We regularly debate the state of equality of men and women in work. Usually, at least a reference is made to who is making it to the top – whether that be the top of FTSE 100 companies, or to the top echelons of politics. But, if you stop at look at data on men and women across the whole of society, a very different picture emerges.
It is a story of remarkable progress for some, but very little for the very many. As part of our ESRC-sponsored Chalk + Talk series, Professor Alison Wolf presented her recent work on the new pattern of inequality that is emerging.
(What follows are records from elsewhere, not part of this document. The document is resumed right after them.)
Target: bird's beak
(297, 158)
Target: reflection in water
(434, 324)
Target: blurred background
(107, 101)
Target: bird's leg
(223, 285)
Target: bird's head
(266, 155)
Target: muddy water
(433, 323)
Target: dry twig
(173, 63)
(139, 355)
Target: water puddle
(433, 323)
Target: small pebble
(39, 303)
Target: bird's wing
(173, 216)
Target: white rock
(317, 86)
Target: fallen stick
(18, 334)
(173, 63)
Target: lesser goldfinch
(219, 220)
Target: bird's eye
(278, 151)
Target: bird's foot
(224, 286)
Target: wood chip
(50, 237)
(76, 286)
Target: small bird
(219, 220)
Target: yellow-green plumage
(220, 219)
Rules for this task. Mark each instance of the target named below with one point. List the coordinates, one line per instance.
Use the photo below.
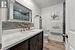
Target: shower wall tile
(13, 25)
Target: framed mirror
(21, 12)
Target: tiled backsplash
(13, 25)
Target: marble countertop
(9, 40)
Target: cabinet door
(36, 43)
(21, 46)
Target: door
(70, 25)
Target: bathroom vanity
(32, 40)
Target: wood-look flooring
(54, 45)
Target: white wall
(47, 23)
(70, 24)
(31, 5)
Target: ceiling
(47, 3)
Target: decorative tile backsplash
(6, 25)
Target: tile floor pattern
(54, 45)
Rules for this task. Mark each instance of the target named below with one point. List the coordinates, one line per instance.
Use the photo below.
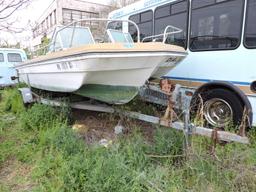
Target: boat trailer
(167, 121)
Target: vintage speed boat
(112, 72)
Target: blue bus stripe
(207, 80)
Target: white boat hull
(68, 75)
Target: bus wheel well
(225, 86)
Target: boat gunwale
(95, 55)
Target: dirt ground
(94, 126)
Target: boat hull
(112, 79)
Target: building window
(14, 57)
(145, 23)
(175, 15)
(1, 57)
(250, 27)
(216, 25)
(55, 17)
(74, 15)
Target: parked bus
(8, 58)
(220, 37)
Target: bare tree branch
(7, 8)
(7, 17)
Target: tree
(7, 9)
(122, 3)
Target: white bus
(220, 37)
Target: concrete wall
(53, 16)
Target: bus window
(250, 29)
(1, 57)
(116, 25)
(14, 57)
(145, 23)
(216, 25)
(175, 15)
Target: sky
(31, 13)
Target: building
(62, 12)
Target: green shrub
(11, 100)
(38, 117)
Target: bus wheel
(222, 107)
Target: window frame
(14, 61)
(2, 61)
(217, 49)
(170, 14)
(245, 27)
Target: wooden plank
(202, 131)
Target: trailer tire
(220, 107)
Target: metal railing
(165, 34)
(91, 20)
(45, 49)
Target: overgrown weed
(61, 161)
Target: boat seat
(119, 37)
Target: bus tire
(221, 107)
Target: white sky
(32, 13)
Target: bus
(220, 38)
(8, 58)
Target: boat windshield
(72, 37)
(119, 36)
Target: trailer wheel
(221, 107)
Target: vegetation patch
(50, 156)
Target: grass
(40, 152)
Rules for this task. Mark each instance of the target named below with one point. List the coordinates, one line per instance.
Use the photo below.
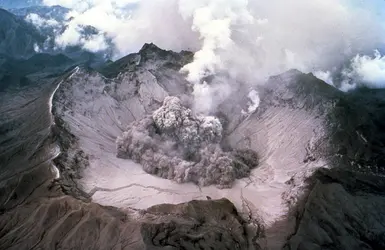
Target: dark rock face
(198, 225)
(300, 118)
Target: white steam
(245, 40)
(368, 70)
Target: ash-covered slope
(318, 184)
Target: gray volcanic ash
(174, 144)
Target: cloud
(248, 40)
(368, 70)
(325, 76)
(41, 22)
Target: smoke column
(248, 40)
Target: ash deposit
(175, 144)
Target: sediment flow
(311, 174)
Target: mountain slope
(319, 183)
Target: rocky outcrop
(302, 130)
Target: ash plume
(175, 144)
(248, 40)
Female labour market participation – especially among those who are married – has soared over the past century, as educational opportunities have expanded. In many professions, the gender gap has narrowed hugely over the past 30-40 years. Jobs such as scientists, lawyers and judges have seen women go from making up less than 10% of those employed to around 40%. The top 15% of jobs in OECD countries are shared out equally among men and women. For women in these jobs, gender equality has (almost) arrived.
But that’s the story of the 15%. For the remaining 85%, life is somewhat different. Women still dominate some of the least well-paid occupations, such as care and cleaning. Often, they work part-time, have less education, and have demanding care responsibilities – not just childcare, but care for relatives that are elderly or have long-term health problems.
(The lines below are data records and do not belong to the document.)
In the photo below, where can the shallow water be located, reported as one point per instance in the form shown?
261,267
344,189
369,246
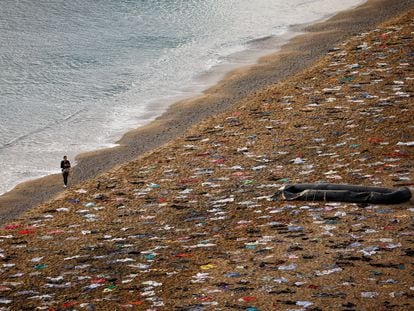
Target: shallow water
76,75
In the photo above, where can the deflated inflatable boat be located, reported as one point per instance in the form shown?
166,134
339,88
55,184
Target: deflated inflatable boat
343,193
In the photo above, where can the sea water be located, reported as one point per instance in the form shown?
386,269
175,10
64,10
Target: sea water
75,75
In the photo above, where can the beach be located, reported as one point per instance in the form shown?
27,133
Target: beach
182,215
295,56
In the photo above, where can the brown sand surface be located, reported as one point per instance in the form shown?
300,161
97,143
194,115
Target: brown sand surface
295,56
193,224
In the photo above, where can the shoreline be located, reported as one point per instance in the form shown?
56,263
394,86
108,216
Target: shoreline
199,223
298,54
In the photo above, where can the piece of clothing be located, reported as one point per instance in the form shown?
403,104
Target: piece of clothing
65,177
65,166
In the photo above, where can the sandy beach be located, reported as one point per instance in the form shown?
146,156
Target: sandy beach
193,224
294,57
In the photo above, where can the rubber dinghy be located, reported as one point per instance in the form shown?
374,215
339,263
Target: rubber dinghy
343,193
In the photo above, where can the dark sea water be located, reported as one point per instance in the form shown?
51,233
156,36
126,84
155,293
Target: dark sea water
75,75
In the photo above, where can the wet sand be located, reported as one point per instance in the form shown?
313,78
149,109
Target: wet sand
297,55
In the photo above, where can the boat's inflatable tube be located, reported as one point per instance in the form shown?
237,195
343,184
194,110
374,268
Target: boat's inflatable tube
343,193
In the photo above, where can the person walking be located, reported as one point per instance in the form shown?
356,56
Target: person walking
65,166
Inequality has grown among women. Exacerbating this is the fact that the well-educated tend to partner with each other, widening household income inequality too. Of course, the tremendous progress in providing women with wider opportunities to achieve fulfilling careers cannot be understated. But the analysis of what is happening to women across society means that we can no longer think of many problems as being solely about gender. Effectively, gender equality has arrived for some, but not for all, and in many ways, gender inequality is being replaced by income inequality.
This has several policy implications:
- Childcare: childcare is a top concern among politicians, and there is perhaps a one-size-fits-all assumption that childcare is a universal need that should be in some way met or at least supported by the state. But women across the income spectrum have very different circumstances and needs. Formal childcare is predominantly used by those in professional occupations.
- Adult care: actually, for many women in lower income groups, responsibility for caring for another adult in the family, perhaps who is elderly or has health problems may well be more significant than childcare. And this is an area where relatively little state support is provided, and there is significant under-resourcing.
- Flexibility and tailoring: Across the board, we need to recognise that what works for some groups of women will not work for others. Policies that provide flexibility – personal health budgets are an example – are likely to be more effective when the experience of different groups is so diverse.